Confirmation: the moment of decision. The end of being a child was how Anna had described it. Placed on her tongue, the sacred Host—her God in the guise of a little disc of bread. But how could she have formed the dire resolution to make that her last meal? Could she have misunderstood something the foreign priests had said as they wound the crowd up to a fever pitch?

Lib felt so nauseated, she had to stop for a moment and lean on the bath chair’s leather handles. “What was it about, the sermon that caused such a riot, did you learn?”

“Oh, fornication, what else?”

The word made Lib angle her face away.

“Is that an eagle?” The thin voice startled them.

“Where?” Byrne asked Anna.

“Away up there, over the green road.”

“I think not,” he told the child, “just the king of all crows.”

“I walked that so-called green road the other day,” said Lib, making conversation. “A long and rambling waste of time.”

“An English invention, as it happens,” said Byrne.

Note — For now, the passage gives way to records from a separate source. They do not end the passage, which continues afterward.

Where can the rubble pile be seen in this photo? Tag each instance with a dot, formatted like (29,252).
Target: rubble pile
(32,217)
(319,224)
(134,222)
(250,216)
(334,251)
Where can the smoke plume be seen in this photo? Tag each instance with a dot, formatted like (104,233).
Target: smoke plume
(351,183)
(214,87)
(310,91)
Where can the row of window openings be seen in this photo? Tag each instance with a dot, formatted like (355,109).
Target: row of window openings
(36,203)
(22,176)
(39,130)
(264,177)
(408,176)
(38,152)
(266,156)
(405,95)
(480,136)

She looked sideways at him. Was this one of his jokes?

“It was the winter of ’47, when Ireland was chest-deep in snow for the first time in her history. Because charity was considered corrupting,” he said ironically, “the starving were invited to go on the Public Works instead. In these parts, that meant building a road from nowhere to nowhere.”

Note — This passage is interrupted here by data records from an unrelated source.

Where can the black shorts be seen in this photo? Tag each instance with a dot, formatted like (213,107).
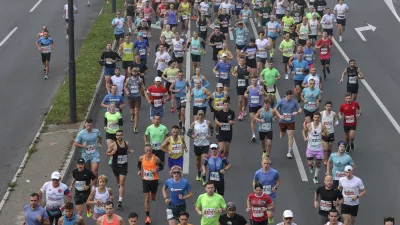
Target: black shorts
(46,57)
(196,58)
(350,209)
(201,150)
(196,109)
(150,186)
(341,22)
(111,136)
(254,109)
(263,135)
(127,64)
(352,89)
(81,197)
(120,170)
(347,129)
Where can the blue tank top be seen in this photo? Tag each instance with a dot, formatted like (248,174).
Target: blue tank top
(254,96)
(199,98)
(267,117)
(180,85)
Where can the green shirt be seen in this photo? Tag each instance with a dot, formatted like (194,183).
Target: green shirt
(156,135)
(209,208)
(269,76)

Lib frowned at him, jerking her head towards the girl.

“Oh, I’m sure she’s heard all the stories.” But he bent to look at Anna.

Asleep again, head limp in the corner of the chair. Lib tucked the loosening blankets around her.

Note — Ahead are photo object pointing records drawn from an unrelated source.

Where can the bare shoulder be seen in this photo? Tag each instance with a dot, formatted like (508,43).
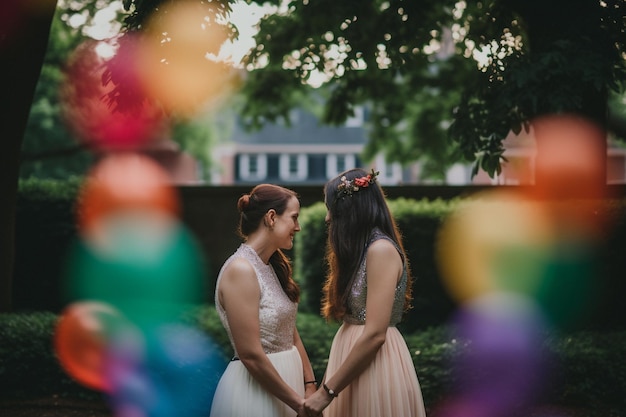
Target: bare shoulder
(383,249)
(239,274)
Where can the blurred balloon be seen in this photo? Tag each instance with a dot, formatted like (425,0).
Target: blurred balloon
(148,268)
(101,115)
(125,182)
(177,58)
(495,241)
(80,341)
(501,370)
(174,376)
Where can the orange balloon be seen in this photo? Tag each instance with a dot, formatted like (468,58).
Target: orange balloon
(80,342)
(125,182)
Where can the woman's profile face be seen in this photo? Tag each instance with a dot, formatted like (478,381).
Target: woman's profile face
(287,224)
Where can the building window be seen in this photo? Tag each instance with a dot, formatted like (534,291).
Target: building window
(337,163)
(357,119)
(390,172)
(293,167)
(252,167)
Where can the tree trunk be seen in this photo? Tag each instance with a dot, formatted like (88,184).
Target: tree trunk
(24,33)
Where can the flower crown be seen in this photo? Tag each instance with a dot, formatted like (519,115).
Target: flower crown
(348,187)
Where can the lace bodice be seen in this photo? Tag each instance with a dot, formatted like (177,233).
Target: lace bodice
(277,313)
(358,293)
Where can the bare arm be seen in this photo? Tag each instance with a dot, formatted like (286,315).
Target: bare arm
(239,293)
(384,267)
(307,369)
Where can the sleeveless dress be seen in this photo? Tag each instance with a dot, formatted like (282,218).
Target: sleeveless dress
(238,394)
(389,386)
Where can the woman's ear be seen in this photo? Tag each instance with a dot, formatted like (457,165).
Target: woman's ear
(270,218)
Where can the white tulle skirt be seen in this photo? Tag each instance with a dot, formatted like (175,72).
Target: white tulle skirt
(387,388)
(238,394)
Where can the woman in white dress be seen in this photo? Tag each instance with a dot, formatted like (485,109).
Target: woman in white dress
(370,372)
(256,298)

“So the men picked stones out of the ground and hammered them apart for a pittance a basket,” he went on in a low voice, “while the women toted the baskets and fitted the pieces together. The children—”

“Mr. Byrne,” Lib protested.

“You wanted to know about the road,” he reminded her.

Did he resent her for the mere fact of her being English? she wondered. If he knew the feelings she was harbouring for him, would he respond with contempt? Pity, even? Pity would be worse.

“But I’ll be brief. Whoever was struck down by cold or hunger or fever and didn’t get up was buried by the verge, in a sack, just a couple of inches under.”

Lib thought of her boots going along the soft, flowered edge of the green road. Bog never forgot; it kept things in a remarkable state of preservation. “No more,” she begged, “please.”